On April 14, Titanic had developed good speed and everything went well, right up until that night, on the moment that the ship encountered something she was warned for multiple times: an iceberg. It was seemingly not visible to the lookouts until it was less than half a mile away. The ship’s engines were reversed and the rudder was turned hard to starboard but it was futile. She hit the big mass on her starboard side. The iceberg had done enough damage to cause a calamity. The tiny gaps in some of the plates affected her seaworthiness. Water was now gushing through onto the lowest deck.
On April 15, the awful truth was unavoidable, the ship’s best defense was no match for the inflow of sea water. The ship was doomed to sink, as Thomas Andrews calculated. The captain wasted no time and ordered his men to start preparing the boats, as to evaucuate passengers of the ship, women and children first.
Maria was not willing to get on any lifeboat, but eventually Karl stepped up to overcome her strong wish to stay with him. He guided her, or rather pushed her, maybe under the false premise of taking another boat later, safely to Collapsible D. This way, she survived the disaster, albeit with not enough warm clothes on, so she didn’t feel too well in the cold.

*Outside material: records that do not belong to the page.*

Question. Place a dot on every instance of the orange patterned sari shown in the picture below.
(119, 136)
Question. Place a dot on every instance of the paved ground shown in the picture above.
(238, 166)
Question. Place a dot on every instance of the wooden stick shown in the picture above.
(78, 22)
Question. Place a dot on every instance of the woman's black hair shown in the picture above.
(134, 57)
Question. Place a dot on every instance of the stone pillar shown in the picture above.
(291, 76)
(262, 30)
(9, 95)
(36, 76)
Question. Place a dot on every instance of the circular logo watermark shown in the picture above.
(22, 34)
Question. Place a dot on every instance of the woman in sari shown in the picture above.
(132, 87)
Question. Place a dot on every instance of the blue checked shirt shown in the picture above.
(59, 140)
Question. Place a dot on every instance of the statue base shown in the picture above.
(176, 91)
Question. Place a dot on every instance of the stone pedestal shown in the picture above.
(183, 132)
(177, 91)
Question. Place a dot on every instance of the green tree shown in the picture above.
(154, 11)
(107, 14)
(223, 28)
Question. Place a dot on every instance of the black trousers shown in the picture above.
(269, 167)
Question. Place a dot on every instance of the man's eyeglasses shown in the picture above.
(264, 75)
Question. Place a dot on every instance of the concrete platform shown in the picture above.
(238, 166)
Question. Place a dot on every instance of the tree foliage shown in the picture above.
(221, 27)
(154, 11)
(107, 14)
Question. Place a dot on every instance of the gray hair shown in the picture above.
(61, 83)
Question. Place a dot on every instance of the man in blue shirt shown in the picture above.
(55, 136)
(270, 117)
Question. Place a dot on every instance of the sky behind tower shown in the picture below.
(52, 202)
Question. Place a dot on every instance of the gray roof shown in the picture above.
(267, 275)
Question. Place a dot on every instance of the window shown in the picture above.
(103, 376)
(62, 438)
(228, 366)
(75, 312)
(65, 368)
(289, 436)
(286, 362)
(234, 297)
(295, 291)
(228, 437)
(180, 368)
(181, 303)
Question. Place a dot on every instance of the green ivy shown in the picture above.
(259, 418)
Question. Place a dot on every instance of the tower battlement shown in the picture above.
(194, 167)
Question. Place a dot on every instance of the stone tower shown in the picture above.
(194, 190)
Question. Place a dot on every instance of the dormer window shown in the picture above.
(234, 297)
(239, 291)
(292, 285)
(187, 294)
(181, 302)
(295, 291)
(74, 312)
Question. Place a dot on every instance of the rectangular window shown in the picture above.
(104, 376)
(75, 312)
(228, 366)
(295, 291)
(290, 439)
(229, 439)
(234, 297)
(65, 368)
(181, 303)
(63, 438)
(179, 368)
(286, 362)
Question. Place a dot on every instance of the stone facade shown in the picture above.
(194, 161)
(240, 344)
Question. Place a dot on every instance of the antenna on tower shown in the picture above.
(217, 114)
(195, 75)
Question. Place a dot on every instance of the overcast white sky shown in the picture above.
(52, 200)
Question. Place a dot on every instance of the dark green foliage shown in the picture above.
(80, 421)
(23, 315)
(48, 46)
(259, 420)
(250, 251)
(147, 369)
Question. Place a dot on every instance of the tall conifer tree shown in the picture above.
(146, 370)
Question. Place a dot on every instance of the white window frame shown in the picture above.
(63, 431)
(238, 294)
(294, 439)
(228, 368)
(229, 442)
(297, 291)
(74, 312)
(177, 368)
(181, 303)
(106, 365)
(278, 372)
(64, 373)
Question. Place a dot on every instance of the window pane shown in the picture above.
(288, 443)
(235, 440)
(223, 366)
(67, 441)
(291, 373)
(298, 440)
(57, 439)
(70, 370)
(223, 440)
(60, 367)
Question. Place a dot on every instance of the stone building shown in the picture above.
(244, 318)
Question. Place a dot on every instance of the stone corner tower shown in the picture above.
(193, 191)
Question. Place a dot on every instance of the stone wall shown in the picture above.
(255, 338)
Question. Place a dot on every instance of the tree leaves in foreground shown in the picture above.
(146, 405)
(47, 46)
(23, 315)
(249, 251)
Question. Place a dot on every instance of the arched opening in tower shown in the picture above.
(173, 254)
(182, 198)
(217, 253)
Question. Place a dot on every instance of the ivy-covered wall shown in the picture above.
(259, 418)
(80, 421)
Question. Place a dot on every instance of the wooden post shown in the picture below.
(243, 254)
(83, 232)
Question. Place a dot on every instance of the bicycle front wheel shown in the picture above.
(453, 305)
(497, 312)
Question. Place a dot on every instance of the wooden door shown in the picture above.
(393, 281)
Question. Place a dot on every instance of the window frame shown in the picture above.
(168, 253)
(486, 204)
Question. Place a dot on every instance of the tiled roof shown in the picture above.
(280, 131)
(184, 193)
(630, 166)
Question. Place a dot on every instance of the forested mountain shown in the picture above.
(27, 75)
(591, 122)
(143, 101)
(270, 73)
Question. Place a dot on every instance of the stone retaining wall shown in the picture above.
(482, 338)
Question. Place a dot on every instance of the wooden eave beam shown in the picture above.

The three men in her company would probably have stayed behind and weren’t saved. They became victims in this big maritime disaster as Titanic slipped beneath the waveless ocean at 2:20 A.M. Of the bodies, only her brother Anders’ was found. It was marked number #98. He recieved a sea burial.
After the sinking[]
The Carpathia, a Cunard Liner that was on her way to Gibraltar, had come to the resuce of Titanic but was too far away to help the sinking ship. She was at the scene were Titanic had spit out all the wreckage around 4:00 A.M, spending most of the morning gathering the survivors and lifeboats of the unfotrunate vessel. After she was done, she set course for New York, where she arrived at April 18.
After disembarkment Maria was staying in the Union League Home together with fellow Finnish Titanic passenger Erna Andersson.
She didn’t feel like staying in America now that she lost the people that were most close to her. She was given good money for her circumstances. $300 came from the volunteers and immigrant care-takers in New York, $100 was donated by the English Charity Funds. She also recieved new clothes. With all that, she booked passge for a ship to take her to Finland once more.
White Star Line was kind enough to arrange the voyage and the financial part of it. The Urania brought her back home. She arrived on May 9. She was later paid £325 for the loss of her husband.
Later life[]
On June 29, she gave birth to her daughter, which she named Alfhid Maria Forss.
Maria Mathilda Backström continued to live life in her native town Kejtala where she passed away on June 30, 1947 at the age of 68. Her grave is at Ahvenkosken Hautausmaa in Loviisa.